In the next section we describe the data and the method used for the analysis. Furthermore, we describe the results for RCM outputs from the project ENSEMBLES and compare them with the outputs from the project PRUDENCE. The last section summarizes and discusses the results.
2. Data and method
Our analysis concentrates on RCM simulations from two international European projects, PRUDENCE (http://prudence.dmi.dk) and ENSEMBLES (http://ensembles-eu.metoffice.com). Both of these projects aimed at creating a state-of-the-art simulations performed with several RCMs driven by several GCMs that would enable evaluation of uncertainties in RCM outputs and provide data for climate change studies over Europe. A brief description of the simulations used in this study is given in Tables 1 and 2.
Table 1. Regional climate models and their driving global climate models from the PRUDENCE project used for this analysis
Regional climate model
Table 2. Regional climate models and their driving simulations from the ENSEMBLES project used for this analysis
Regional climate model
The PRUDENCE project was accomplished in 2005, information about the project and model simulations completed can be found in Christensen and Christensen (2007), Jacob et al. (2007) and Déqué et al. (2007). We used the RCM simulations driven by two GCMs, HadAM3H (atmospheric general circulation model developed in the Met Office Hadley Centre, details can be found in Buonomo et al., 2007) and ECHAM4/OPYC3 (coupled atmosphere–ocean general circulation model developed in the Max Planck Institute for Meteorology, Roeckner et al., 1999).
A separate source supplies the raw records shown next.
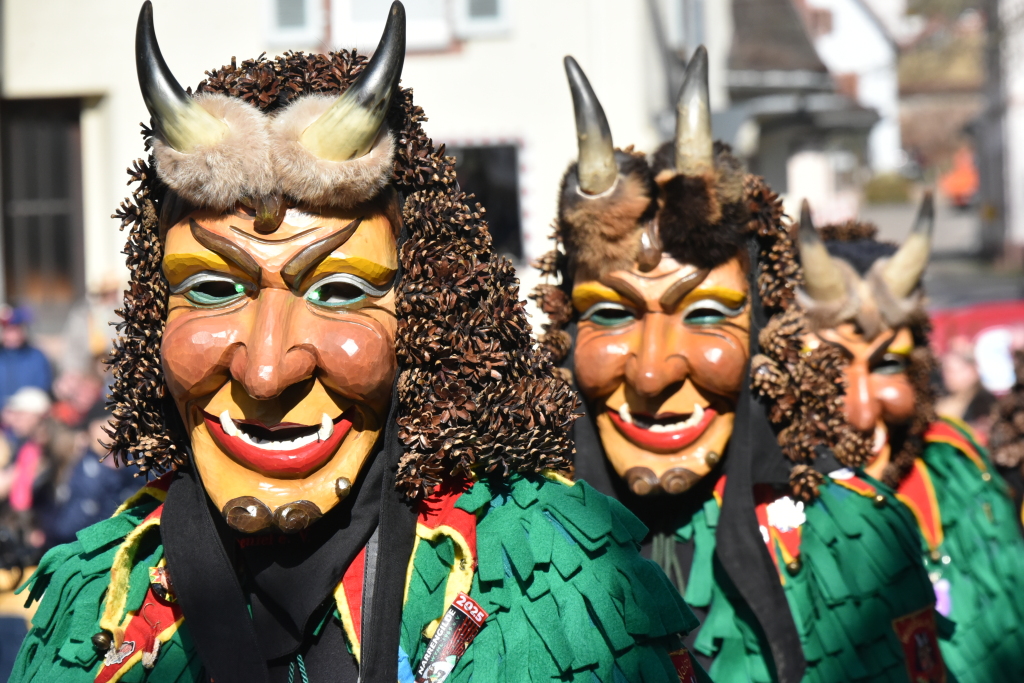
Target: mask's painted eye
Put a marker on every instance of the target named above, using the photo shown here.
(608, 314)
(212, 290)
(710, 311)
(341, 290)
(891, 364)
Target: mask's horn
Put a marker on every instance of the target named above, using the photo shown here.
(821, 279)
(596, 168)
(348, 129)
(180, 121)
(693, 140)
(905, 267)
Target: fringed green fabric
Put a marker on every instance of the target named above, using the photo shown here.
(569, 597)
(72, 582)
(859, 570)
(980, 565)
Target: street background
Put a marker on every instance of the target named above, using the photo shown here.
(857, 105)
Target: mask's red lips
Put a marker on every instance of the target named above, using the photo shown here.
(285, 449)
(666, 440)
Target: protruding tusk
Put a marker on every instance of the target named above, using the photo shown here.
(821, 280)
(693, 141)
(596, 168)
(905, 267)
(180, 121)
(327, 428)
(348, 129)
(228, 425)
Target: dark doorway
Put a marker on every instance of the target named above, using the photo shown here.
(493, 174)
(43, 256)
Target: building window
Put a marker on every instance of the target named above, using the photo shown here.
(492, 173)
(295, 22)
(43, 259)
(359, 24)
(481, 18)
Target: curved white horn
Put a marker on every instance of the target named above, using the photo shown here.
(179, 120)
(596, 162)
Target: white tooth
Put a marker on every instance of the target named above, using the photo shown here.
(228, 425)
(327, 428)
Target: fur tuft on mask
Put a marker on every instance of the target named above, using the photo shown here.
(600, 232)
(701, 219)
(215, 176)
(317, 181)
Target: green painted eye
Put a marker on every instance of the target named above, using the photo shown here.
(342, 290)
(333, 295)
(709, 311)
(608, 314)
(211, 291)
(891, 364)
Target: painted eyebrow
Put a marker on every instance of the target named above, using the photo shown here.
(301, 263)
(679, 289)
(227, 250)
(625, 288)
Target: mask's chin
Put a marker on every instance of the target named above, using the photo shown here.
(643, 458)
(278, 475)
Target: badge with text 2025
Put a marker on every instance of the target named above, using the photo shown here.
(458, 628)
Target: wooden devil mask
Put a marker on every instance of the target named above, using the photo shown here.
(280, 253)
(657, 268)
(864, 299)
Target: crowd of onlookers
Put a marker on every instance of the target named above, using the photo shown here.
(54, 476)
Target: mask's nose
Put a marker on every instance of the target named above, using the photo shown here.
(267, 363)
(863, 410)
(656, 365)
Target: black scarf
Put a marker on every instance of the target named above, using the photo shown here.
(753, 456)
(291, 584)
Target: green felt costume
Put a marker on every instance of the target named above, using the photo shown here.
(568, 596)
(977, 565)
(857, 571)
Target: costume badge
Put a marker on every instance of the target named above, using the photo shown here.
(116, 656)
(458, 628)
(920, 638)
(684, 666)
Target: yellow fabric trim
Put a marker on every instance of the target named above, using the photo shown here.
(117, 591)
(137, 496)
(460, 578)
(557, 476)
(933, 544)
(136, 656)
(347, 623)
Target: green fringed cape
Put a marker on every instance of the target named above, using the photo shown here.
(557, 567)
(973, 551)
(852, 574)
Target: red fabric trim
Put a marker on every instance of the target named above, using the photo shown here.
(918, 493)
(439, 510)
(154, 617)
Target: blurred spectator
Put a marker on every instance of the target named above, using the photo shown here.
(23, 418)
(77, 392)
(966, 398)
(94, 488)
(20, 365)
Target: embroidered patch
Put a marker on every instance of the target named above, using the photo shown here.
(116, 656)
(457, 630)
(160, 584)
(684, 666)
(920, 638)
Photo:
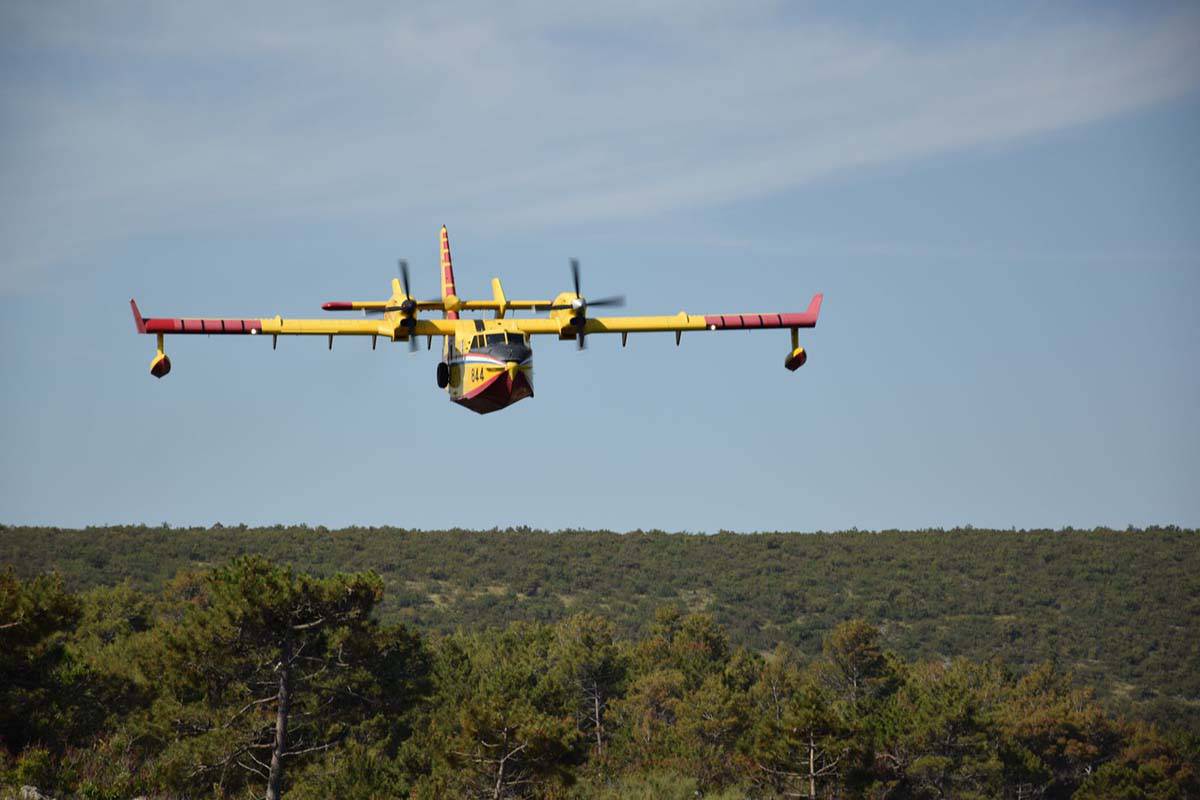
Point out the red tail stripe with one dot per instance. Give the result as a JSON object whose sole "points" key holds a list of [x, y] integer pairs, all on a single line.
{"points": [[163, 325]]}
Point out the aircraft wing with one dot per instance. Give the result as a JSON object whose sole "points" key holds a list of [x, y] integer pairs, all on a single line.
{"points": [[564, 326], [389, 325]]}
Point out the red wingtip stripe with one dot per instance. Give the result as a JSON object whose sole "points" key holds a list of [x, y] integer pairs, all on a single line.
{"points": [[742, 322]]}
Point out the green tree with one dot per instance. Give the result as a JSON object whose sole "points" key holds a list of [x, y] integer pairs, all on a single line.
{"points": [[504, 722], [265, 667], [594, 671], [797, 741], [37, 679], [937, 735]]}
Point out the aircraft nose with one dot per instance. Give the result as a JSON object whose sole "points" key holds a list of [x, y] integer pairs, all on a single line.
{"points": [[509, 352]]}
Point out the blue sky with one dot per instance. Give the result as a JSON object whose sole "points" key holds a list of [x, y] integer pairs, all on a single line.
{"points": [[999, 202]]}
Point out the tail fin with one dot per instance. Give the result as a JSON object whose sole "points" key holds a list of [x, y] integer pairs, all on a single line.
{"points": [[448, 272]]}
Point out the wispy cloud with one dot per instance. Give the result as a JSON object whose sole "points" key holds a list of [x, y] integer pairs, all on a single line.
{"points": [[162, 119]]}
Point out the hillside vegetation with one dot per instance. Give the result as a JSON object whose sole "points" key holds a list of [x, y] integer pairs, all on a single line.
{"points": [[1117, 609], [250, 680]]}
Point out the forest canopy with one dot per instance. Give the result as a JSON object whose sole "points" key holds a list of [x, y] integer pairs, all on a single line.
{"points": [[250, 678], [1117, 609]]}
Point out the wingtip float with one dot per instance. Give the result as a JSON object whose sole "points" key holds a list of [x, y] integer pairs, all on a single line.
{"points": [[486, 364]]}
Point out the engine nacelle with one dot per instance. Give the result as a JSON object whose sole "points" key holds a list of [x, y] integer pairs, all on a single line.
{"points": [[796, 359], [160, 366]]}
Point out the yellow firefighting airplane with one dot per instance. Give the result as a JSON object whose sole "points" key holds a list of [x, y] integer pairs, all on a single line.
{"points": [[486, 364]]}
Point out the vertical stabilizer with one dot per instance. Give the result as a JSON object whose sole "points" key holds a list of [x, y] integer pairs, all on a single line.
{"points": [[448, 288]]}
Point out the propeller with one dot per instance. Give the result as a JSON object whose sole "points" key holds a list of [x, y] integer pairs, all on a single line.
{"points": [[580, 305], [407, 307]]}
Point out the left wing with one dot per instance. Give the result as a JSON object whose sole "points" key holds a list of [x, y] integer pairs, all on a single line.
{"points": [[576, 325], [389, 325]]}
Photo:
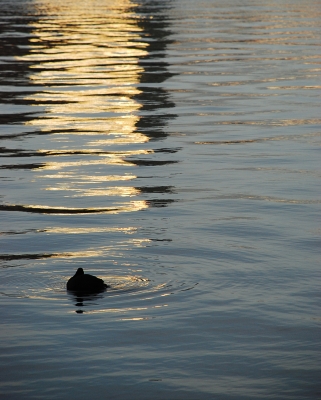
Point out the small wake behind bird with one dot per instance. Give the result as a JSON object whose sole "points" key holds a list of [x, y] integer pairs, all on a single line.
{"points": [[85, 283]]}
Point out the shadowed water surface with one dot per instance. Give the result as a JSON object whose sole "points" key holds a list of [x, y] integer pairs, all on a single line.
{"points": [[172, 149]]}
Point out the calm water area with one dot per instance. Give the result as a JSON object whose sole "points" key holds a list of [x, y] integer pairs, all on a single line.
{"points": [[171, 148]]}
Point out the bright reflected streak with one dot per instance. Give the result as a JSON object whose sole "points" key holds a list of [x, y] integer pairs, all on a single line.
{"points": [[87, 70]]}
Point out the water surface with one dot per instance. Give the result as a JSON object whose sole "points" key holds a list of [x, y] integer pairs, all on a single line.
{"points": [[172, 149]]}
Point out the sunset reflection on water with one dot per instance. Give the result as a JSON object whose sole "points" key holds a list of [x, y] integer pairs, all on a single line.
{"points": [[85, 65]]}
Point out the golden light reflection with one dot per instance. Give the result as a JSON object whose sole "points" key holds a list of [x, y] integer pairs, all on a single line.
{"points": [[85, 60]]}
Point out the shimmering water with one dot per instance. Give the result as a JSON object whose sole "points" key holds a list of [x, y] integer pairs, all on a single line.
{"points": [[171, 148]]}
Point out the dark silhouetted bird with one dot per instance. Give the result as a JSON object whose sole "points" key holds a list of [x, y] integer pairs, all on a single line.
{"points": [[85, 283]]}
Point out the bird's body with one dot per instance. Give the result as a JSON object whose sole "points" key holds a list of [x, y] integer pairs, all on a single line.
{"points": [[85, 283]]}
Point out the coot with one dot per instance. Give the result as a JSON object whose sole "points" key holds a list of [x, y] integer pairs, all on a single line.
{"points": [[85, 283]]}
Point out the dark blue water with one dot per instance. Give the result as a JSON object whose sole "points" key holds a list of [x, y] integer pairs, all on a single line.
{"points": [[173, 149]]}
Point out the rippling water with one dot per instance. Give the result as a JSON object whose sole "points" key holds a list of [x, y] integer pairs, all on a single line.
{"points": [[171, 148]]}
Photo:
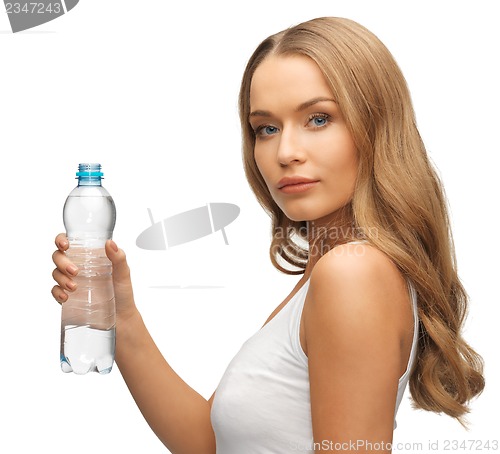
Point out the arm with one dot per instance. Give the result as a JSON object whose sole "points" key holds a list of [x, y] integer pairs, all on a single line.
{"points": [[178, 415], [358, 328]]}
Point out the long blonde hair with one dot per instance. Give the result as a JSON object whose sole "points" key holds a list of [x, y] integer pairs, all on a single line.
{"points": [[398, 203]]}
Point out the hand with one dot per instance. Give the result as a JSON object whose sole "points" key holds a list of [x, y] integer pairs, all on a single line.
{"points": [[65, 271]]}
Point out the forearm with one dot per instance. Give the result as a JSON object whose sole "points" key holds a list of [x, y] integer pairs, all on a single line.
{"points": [[178, 415]]}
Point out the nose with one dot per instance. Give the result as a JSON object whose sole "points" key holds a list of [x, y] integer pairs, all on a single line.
{"points": [[290, 150]]}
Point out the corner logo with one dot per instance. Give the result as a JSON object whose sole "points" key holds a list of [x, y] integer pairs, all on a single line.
{"points": [[24, 15]]}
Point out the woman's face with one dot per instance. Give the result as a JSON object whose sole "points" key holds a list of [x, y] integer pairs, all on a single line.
{"points": [[303, 148]]}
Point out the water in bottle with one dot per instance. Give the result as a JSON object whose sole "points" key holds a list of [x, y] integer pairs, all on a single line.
{"points": [[88, 316]]}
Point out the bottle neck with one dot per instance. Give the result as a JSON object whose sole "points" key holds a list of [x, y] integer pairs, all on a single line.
{"points": [[89, 181]]}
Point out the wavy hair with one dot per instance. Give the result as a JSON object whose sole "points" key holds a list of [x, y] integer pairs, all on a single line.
{"points": [[399, 203]]}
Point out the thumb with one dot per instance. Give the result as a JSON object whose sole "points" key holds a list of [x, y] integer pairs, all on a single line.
{"points": [[121, 276]]}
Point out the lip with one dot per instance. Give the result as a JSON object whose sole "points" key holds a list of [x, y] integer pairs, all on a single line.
{"points": [[295, 184]]}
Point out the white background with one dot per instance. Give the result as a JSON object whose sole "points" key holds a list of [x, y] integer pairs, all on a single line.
{"points": [[149, 89]]}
All simulations were run in the time-slice mode, for the control period 1961–1990 and future time period 2071–2100. The simulations of future climate considered in this study incorporated the emission scenarios A2 (Nakićenović and Swart, 2000). However, the RCM–GCM-scenario matrix is not complete (Table 1). There are eight RCM simulations driven by HadAM3H, but only two model runs driven by ECHAM4/OPYC3. All RCM runs used the horizontal resolution of approximately 50 km and the integration area covered most of Europe and Mediterranean. Physical parameterizations used in the RCMs are not the same (for details see Jacob et al. (2007) and their Table I), and in some cases there might be inconsistencies between the schemes used in a particular RCM and in the driving GCM. However, as the area used for the present analysis (see below) is located quite far from the borders of the integration domain, we assume that the model simulations are not influenced by these inconsistencies. Similar assumption is used in case of the ENSEMBLES RCMs.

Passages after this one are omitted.